BRIEF DESCRIPTION OF THE DRAWINGS

[0034]FIG. 1 is a flow chart of the process of the subject invention.

[0035]FIG. 2 is an illustration of the systematic and sequential computational procedure in accordance with the subject invention.

DETAILED DESCRIPTION OF THE PREFERRED EMBODIMENTS

[0036] The subject invention is directed to a computational model for computing the wellbore pressure traverses and individual layer production contributions of the individual completed intervals in a commingled reservoir. Direct physical measurements of the individual layer flow contributions to the total well production and the actual wellbore flowing pressures are recorded and included in the analysis.

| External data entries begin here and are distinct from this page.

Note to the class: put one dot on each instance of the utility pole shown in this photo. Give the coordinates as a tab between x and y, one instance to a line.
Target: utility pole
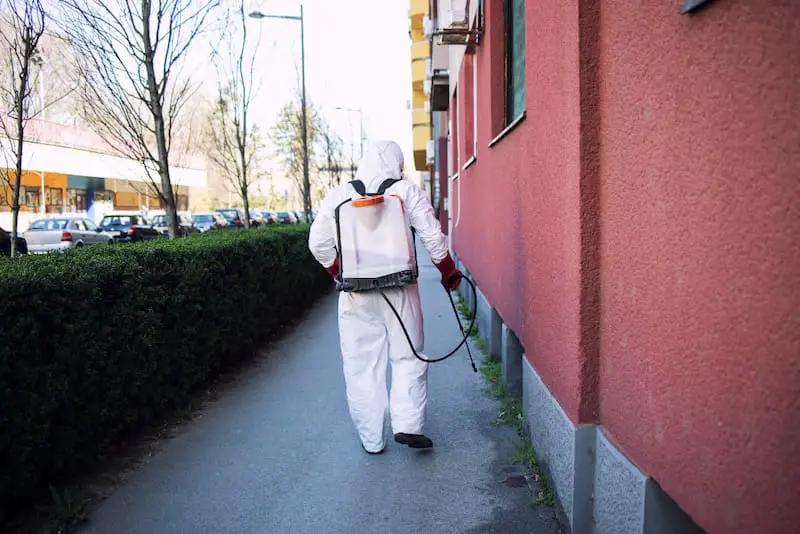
304	111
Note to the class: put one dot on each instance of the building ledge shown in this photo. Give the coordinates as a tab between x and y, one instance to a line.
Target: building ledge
508	129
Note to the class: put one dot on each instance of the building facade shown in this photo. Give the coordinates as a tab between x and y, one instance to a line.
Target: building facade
68	169
623	183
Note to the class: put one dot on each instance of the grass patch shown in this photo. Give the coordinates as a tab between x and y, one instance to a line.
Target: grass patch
510	414
525	454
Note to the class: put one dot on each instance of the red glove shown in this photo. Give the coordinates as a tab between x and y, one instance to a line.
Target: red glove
333	270
451	277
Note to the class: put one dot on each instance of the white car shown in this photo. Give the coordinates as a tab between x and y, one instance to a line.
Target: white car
63	233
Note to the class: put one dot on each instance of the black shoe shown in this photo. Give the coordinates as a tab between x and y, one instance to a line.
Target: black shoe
415	441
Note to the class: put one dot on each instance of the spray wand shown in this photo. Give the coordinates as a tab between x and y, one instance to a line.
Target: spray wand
460	326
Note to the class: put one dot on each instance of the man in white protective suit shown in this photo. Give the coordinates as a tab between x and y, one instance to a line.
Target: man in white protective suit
370	334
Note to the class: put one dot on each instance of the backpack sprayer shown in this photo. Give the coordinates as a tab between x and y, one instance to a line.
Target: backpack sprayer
390	259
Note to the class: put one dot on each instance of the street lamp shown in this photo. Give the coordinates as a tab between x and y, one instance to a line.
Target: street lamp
306	182
361	126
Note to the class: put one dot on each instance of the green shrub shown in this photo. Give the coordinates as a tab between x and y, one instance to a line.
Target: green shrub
96	342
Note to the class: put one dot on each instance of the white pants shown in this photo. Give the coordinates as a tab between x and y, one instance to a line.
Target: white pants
370	336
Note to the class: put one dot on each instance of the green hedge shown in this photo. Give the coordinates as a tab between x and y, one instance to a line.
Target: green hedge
96	342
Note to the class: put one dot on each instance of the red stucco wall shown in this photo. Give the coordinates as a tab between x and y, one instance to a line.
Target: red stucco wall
700	254
518	231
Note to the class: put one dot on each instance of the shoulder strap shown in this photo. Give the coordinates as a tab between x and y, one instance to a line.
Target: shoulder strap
358	185
389	182
361	189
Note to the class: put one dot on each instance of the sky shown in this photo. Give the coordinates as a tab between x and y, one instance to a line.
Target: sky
357	56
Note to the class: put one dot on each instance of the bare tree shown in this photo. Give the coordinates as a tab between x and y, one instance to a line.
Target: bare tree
129	54
332	151
20	35
233	142
287	136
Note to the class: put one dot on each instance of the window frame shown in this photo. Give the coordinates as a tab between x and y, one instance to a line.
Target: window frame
512	76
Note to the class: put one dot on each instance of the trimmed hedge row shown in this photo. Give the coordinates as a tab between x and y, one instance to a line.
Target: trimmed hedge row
96	342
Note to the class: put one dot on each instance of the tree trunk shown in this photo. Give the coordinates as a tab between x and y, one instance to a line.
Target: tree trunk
243	186
20	104
246	203
157	110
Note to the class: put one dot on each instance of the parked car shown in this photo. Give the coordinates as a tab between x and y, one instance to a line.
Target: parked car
286	217
63	233
264	217
209	221
185	225
235	217
5	244
125	227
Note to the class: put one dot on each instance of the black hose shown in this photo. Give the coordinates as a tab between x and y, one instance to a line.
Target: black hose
465	332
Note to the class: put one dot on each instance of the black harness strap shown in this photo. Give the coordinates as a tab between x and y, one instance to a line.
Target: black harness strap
361	189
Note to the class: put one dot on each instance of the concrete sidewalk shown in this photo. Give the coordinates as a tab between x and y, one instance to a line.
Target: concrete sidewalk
280	454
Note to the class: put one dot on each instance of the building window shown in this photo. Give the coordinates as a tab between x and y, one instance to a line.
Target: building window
76	199
103	196
469	111
31	197
515	59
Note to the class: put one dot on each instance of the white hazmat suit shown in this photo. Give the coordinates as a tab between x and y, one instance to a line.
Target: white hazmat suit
370	335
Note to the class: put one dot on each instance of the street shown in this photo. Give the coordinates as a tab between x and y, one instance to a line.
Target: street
280	454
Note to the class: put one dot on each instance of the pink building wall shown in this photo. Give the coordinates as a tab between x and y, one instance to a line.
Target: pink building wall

There are numerous wellbore pressure traverse models available for computing the bottom hole flowing and static wellbore pressures from surface pressures, temperatures and flow rates, as will be well known to those skilled in the art. The selection of the appropriate pressure traverse model is determined by comparison with the actual wellbore pressure measurements. In a commingled reservoir the layer fractional flow contribution to the total well production rate also commonly varies with respect to time. There are many factors that govern the individual layer contributions to the total well production rate with respect to time. Among these are differences in the layer initial pressures, effective permeability, stimulation or damage steady-state skin effect, drainage area, net pay thickness, and the diffusivity and storativity of the different layers. Other factors that are not directly reservoir-controlled that affect the contribution of each of the layers to the commingled reservoir well production are the changing wellbore pressures, completion losses and changing gas and liquid produced fluid ratios with respect to time.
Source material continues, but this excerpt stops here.